Leider gibt es keinen Reformvorschlag der Konservativen. Das Gegen-Papier ist keiner, sondern nur ein notwendiges STOP.
Dabei brauchen wir in Deutschland dringend Reformen in der katholischen Kirche, Reformen für mehr Hinwendung zum Glauben und weniger Beliebigkeit.
Falls sich welche finden die wirklich etwas theologisch wert- und inhaltsvolles mitformulieren wollen, ich bin gerne mit dabei.
Ach ja ... man erreicht mich unter: sttn@sttn.de
Quietismus - ein sehr schönes Wort. Als Begriff würde ich diesen gerne subjektiv aufnehmen und in einen intersubjektiv adressierten Text einbauen.
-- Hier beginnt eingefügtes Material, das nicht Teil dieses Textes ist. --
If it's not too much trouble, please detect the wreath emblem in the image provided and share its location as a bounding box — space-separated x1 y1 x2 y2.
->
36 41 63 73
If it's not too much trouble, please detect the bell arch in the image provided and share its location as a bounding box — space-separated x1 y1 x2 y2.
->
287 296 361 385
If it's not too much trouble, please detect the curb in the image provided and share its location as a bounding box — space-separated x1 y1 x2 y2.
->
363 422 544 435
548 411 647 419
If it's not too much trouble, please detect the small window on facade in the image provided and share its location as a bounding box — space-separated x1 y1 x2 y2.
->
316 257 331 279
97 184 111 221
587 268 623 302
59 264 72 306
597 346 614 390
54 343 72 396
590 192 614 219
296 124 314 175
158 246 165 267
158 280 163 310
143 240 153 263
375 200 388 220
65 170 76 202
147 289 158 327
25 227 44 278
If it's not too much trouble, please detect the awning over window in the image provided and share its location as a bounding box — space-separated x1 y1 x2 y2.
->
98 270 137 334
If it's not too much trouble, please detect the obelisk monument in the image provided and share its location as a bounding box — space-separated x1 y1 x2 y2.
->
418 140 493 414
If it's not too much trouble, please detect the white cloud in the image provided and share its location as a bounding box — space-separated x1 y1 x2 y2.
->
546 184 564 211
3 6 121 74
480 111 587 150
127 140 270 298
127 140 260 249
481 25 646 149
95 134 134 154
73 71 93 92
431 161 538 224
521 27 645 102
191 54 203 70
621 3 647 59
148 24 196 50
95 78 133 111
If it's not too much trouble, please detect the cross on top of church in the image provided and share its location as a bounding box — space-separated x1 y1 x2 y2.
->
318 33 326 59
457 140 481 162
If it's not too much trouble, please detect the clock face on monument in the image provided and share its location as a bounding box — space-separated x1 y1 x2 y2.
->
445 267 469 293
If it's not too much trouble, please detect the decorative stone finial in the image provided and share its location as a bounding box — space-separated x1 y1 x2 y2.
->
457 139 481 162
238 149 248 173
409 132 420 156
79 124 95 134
Meine Vermutung (keine Theorie, siehe Nassim Nicholas Taleb) ist: Das Leben ist gegeben, die menschliche Sozialstruktur (oder auch z.B. System zu nennen) ist im Prinzip immer die Selbe. Es gibt nichts Neues unter der Sonne, alles kommt wieder, in bestimmten Wellen und Varianten etc.
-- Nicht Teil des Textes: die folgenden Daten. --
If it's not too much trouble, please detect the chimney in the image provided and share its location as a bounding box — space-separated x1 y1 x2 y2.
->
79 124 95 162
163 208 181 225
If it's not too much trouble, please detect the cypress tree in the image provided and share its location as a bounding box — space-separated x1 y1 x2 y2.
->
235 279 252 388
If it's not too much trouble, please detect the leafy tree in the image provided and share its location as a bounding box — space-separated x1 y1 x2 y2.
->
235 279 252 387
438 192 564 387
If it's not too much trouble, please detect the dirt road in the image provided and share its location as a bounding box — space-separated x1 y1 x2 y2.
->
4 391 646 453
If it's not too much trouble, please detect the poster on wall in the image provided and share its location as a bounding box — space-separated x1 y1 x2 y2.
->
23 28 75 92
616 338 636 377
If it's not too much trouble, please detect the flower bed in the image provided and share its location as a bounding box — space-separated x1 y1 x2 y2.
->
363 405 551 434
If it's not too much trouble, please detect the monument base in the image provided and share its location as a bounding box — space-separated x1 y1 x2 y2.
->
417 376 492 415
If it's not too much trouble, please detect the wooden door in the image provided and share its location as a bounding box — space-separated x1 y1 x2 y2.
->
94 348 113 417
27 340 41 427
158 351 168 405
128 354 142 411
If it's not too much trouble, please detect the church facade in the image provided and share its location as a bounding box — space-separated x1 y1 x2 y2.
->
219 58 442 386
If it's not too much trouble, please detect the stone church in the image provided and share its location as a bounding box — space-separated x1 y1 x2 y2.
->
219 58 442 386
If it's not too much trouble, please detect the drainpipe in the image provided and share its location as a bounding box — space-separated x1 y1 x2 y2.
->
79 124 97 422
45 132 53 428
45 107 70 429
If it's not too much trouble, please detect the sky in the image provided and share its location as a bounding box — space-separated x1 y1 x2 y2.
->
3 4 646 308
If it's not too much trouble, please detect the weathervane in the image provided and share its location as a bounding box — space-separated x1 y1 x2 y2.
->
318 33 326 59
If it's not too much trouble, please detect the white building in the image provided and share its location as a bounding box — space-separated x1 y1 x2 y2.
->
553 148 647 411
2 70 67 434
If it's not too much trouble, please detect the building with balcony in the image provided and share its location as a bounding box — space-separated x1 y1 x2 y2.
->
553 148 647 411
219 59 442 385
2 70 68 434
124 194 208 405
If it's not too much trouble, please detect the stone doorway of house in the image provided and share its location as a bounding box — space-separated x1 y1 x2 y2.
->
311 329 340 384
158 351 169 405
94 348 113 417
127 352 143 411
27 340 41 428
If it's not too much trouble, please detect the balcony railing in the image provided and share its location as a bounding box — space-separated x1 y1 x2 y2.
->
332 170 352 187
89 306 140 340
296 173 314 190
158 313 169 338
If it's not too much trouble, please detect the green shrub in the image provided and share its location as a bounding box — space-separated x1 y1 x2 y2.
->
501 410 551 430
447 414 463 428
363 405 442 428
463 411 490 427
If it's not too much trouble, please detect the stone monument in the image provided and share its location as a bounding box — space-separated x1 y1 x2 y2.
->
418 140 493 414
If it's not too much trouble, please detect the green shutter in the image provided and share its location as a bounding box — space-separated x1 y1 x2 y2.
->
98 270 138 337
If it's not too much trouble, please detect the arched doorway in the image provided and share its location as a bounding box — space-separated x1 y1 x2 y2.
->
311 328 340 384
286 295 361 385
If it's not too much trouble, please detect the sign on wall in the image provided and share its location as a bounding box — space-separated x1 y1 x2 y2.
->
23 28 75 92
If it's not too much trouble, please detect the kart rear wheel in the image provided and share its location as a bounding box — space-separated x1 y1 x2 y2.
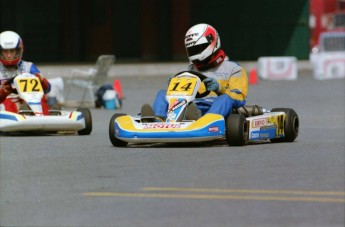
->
225 114 248 146
77 108 92 136
109 113 128 147
271 108 299 142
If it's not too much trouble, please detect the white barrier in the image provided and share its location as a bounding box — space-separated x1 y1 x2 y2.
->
258 57 297 80
310 51 345 80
Meine Folgerung aber daraus: Die Struktur ist gegeben. (Gerade) Dadurch wird eventuell das Verhalten der Akteure wieder "entscheidend" bzw. das Einzig Flexible. Nutzen wir unseren "Spielraum" (den man idealistisch überhöht auch Freiheit nennt, aber dabei meist übertreibt) und "spielen" wir "unser" Spiel auf der gegebenen Spielwiese der sozialen Strukturierung/der vorgegebenen Gegebenheiten.
Wenn es schon nichts ändert, am "System" der menschlichen Sozialwesenheit der Vermutung nach nicht - vielleicht nicht mal bei uns selbst (weil unser kleiner gedachter Spielraum vielleicht auch Illusion ist) - dann ist es doch vielleicht hoffentlich gelegentlich unterhaltsam und wir finden den Sinn in den Akteuren (Familie, Freunde etc.) und nicht im Stürmen und Drängen gegen die unveränderliche Struktur, also gegen die Spielwiese selbst.